Quand Eddy Merckx a remporté Liège-Bastogne-Liège pour la cinquième fois, en 1975, il semblait avoir établi un record éternel. Or, dimanche, Alejandro Valverde, le Cannibale des Ardennes, peut l’égaler. Quel est son secret ?

Mercredi 23 avril 2014. Philippe Gilbert est le grandissime favori de la 79e Flèche wallonne, dans un Bastogne ensoleillé. Trois jours plus tôt, il a conquis sa troisième Amstel Gold Race et après deux campagnes moins percutantes, le Superman 2011 semble ressuscité. Au Mur de Huy, pourtant, on réalise vite qu’il ne pourra pas répondre aux attentes.

Le Wallon échoue à la dixième place, à quinze secondes d’Alejandro Valverde, qui s’impose au sprint. C’est le premier succès ardennais de l’Espagnol depuis son retour de suspension, une sanction qui avait pris court, avec effet rétroactif, le 1er janvier 2010, suite à son implication dans l’affaire Fuentes en 2006.

Pendant sa suspension, Valverde avait vu Gilbert devenir le nouveau roi des collines, tandis que ses anciens lieutenants, Joaquim Rodriguez et Daniel Moreno, s’adjugeaient la Flèche. Sa victoire à la 79e Flèche wallonne n’est pas qu’un symbole. Elle est la première pierre posée par le Murcien dans sa reconquête des Ardennes.

À partir de 2014, Valverde sera invincible dans la Flèche tout en remportant la Doyenne en 2015 et en 2017, pour la quatrième fois. Le Valverde 2.0, l’actuel roi des succès en 2018 avec neuf victoires, est encore meilleure que la version 1.0.

Le plus grand talent

Initialement, cet update suscite des questions. Le Néerlandais Bauke Mollema n’hésite pas à prendre position dans le guide du Tour de ce magazine :  » Il ne devrait plus y avoir de place en cyclisme pour un type comme Valverde, qui a toujours menti et nié.  »

Peu après, pendant la spectaculaire étape en éventails de Saint-Amand-Montrond, au Tour 2013, Belkin, l’équipe de Mollema, s’associe aux hommes de Patrick Lefevere et met dix minutes dans la vue du coureur Movistar.
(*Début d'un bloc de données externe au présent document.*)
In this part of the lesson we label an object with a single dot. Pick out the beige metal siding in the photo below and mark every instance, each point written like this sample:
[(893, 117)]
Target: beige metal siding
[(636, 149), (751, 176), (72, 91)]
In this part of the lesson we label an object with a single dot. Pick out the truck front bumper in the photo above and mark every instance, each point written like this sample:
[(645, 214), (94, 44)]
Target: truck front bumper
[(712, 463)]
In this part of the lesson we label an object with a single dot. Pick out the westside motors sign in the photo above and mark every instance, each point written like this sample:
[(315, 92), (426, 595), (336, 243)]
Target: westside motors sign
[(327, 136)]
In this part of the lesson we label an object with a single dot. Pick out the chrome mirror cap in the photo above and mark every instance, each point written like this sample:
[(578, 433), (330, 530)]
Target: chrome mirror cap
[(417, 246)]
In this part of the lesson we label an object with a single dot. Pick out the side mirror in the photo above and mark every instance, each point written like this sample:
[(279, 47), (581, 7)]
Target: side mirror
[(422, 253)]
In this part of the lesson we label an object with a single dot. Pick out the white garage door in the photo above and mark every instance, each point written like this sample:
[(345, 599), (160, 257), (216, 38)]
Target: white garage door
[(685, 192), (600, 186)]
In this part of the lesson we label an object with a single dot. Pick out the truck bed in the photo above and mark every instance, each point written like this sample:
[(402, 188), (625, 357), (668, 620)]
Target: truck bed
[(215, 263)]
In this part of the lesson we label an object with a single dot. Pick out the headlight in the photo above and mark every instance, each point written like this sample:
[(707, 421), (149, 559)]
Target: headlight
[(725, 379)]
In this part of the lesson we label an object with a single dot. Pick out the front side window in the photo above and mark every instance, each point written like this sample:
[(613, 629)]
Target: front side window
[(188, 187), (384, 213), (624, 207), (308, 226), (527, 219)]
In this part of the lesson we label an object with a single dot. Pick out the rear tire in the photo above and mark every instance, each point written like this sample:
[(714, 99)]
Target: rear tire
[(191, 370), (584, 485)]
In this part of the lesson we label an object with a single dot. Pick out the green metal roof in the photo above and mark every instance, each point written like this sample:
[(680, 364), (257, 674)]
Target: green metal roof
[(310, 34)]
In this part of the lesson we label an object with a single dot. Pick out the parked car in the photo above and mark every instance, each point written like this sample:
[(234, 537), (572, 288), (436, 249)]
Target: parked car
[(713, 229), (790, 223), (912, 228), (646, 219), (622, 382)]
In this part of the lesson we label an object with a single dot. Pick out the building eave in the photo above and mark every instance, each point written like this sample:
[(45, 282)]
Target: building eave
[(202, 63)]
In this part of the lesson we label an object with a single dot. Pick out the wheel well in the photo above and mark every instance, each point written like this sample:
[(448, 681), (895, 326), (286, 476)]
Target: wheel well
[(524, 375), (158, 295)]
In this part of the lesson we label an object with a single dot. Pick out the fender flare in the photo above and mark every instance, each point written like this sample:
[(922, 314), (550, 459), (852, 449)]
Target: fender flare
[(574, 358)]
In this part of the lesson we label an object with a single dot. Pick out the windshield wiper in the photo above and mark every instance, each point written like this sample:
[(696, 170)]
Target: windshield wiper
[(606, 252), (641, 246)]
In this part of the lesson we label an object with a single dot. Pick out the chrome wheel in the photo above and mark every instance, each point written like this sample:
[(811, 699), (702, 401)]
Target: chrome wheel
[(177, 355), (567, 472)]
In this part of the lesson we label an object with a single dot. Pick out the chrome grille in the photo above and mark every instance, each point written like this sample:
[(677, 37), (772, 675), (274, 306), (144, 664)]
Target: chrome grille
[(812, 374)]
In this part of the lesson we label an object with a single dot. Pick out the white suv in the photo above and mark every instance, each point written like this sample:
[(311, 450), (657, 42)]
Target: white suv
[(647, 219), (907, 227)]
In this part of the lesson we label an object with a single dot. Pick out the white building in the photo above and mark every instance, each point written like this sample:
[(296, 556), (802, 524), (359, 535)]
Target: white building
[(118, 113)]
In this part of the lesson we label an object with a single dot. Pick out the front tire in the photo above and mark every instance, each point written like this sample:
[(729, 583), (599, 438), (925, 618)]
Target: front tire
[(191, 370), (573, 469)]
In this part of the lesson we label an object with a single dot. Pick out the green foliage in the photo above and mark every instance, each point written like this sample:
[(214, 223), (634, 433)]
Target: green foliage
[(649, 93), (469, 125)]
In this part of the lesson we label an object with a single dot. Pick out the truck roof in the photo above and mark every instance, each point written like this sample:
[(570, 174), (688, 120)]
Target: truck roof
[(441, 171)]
Cinq ans après la déclaration de Mollema, Valverde n’a toujours pas parlé de son passé de dopé. Pourtant, dans la communauté très fermée du cyclisme, on n’entend plus un mot à ce sujet, comme si le temps avait fait oublier – ou pardonner – toutes les fautes. Le scepticisme a fait place au respect, à l’admiration.  » Ce coureur Movistar n’est pas si mauvais. Il fera encore parler de lui à l’avenir « , a twitté Thomas De Gendt avec son ironie habituelle pendant le dernier A Travers la Flandre, un tweet qui lui a valu énormément de réponses et likes.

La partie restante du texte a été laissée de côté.